Filesystems &
Denny’s + LQ scraping

Lecture 14

Dr. Colin Rundel

Filesystems

Pretty much all commonly used operating systems make use of a hierarchically structured filesystem.

This paradigm consists of directories which can contain files and other directories (which can then contain other files and directories and so on).

Absolute vs relative paths

Paths can either be absolute or relative, and the difference is very important. For portability reasons you should almost never use absolute paths.


Absolute path examples

/var/ftp/pub
/etc/samba.smb.conf
/boot/grub/grub.conf


Relative path examples

Sta523/filesystem/
data/access.log
filesystem/nelle/pizza.cfg

Special directories

dir(path = "data/")
[1] "ak"                 "gis"                "lego_sales.rds"    
[4] "movies"             "office_ratings.csv" "phone.csv"         
[7] "pvec_res.Rdata"     "us"                
dir(path = "data/", all.files = TRUE)
 [1] "."                  ".."                 ".DS_Store"         
 [4] "ak"                 "gis"                "lego_sales.rds"    
 [7] "movies"             "office_ratings.csv" "phone.csv"         
[10] "pvec_res.Rdata"     "us"                

dir(path = "../")
[1] "css"    "slides"
dir(path = "data/../../")
[1] "css"    "slides"
dir(path = "../../")
 [1] "_extensions"   "config.yaml"   "data"          "docs"         
 [5] "layouts"       "Makefile"      "README.md"     "resources"    
 [9] "static"        "test"          "website.Rproj"

Home directory and ~

Tilde (~) is a shortcut that expands to the name of your home directory on unix-like systems.

dir(path = "~/")
 [1] "ansible"         "Applications"    "Books"           "Calibre Library"
 [5] "Desktop"         "Documents"       "Downloads"       "Dropbox"        
 [9] "Edward Jones"    "Google Drive"    "Icon\r"          "Library"        
[13] "Movies"          "Music"           "My Drive"        "opt"            
[17] "OrbStack"        "Pictures"        "Public"          "Scratch"        
[21] "Sites"           "Sync"            "tm-log.sh"       "tmp"            

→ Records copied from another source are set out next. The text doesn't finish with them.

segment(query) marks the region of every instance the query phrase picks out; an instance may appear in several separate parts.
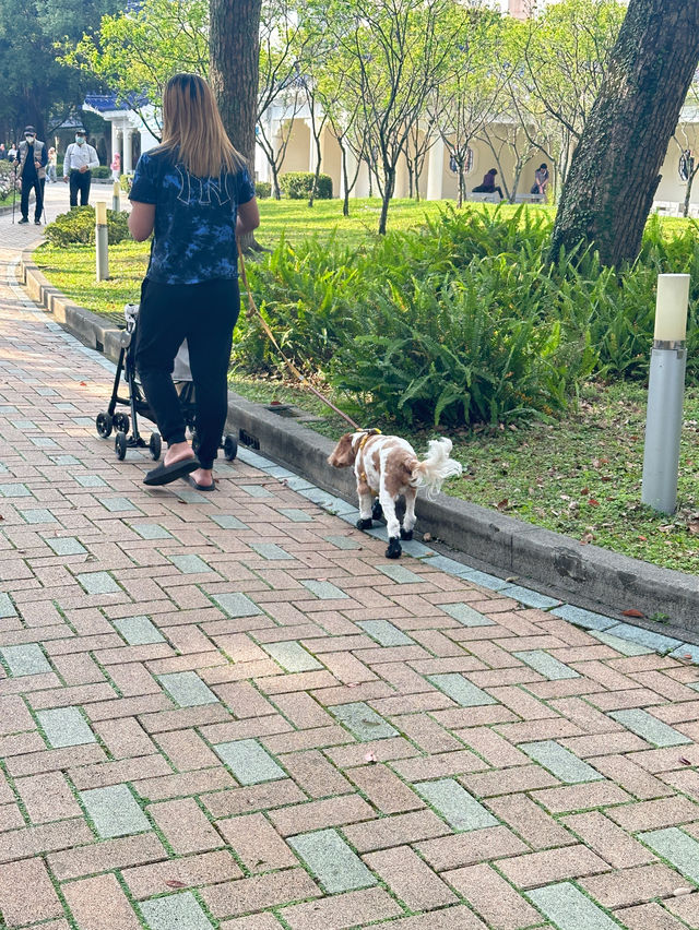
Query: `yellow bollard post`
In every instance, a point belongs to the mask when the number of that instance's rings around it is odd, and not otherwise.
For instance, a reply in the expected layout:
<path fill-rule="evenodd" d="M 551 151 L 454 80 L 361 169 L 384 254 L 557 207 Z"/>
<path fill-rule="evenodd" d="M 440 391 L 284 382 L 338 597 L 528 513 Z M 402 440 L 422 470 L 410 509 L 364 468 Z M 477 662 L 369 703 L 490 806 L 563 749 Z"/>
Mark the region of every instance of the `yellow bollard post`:
<path fill-rule="evenodd" d="M 97 261 L 97 281 L 109 279 L 109 250 L 107 231 L 107 204 L 98 200 L 95 204 L 95 252 Z"/>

If you append a user’s login to ~, it then refers to that user’s home directory (e.g. ~cr173).

Why ~?

Below is the keyboard from an ADM-3A terminal from the 1970s,

Working directories

R (and OSes) have the concept of a working directory, this is the directory where a program / script is being executed and determines the absolute path of any relative paths used.

getwd()
[1] "/Users/rundel/Desktop/Sta523-Fa23/website/static/slides"
setwd("~/")
getwd()
[1] "/Users/rundel"


RStudio and Working Directories

Just like R, RStudio also makes use of a working directory for each of your sessions - we haven’t had to discuss these yet because when you use an RStudio project, the working directory is automatically set to the directory containing the Rproj file.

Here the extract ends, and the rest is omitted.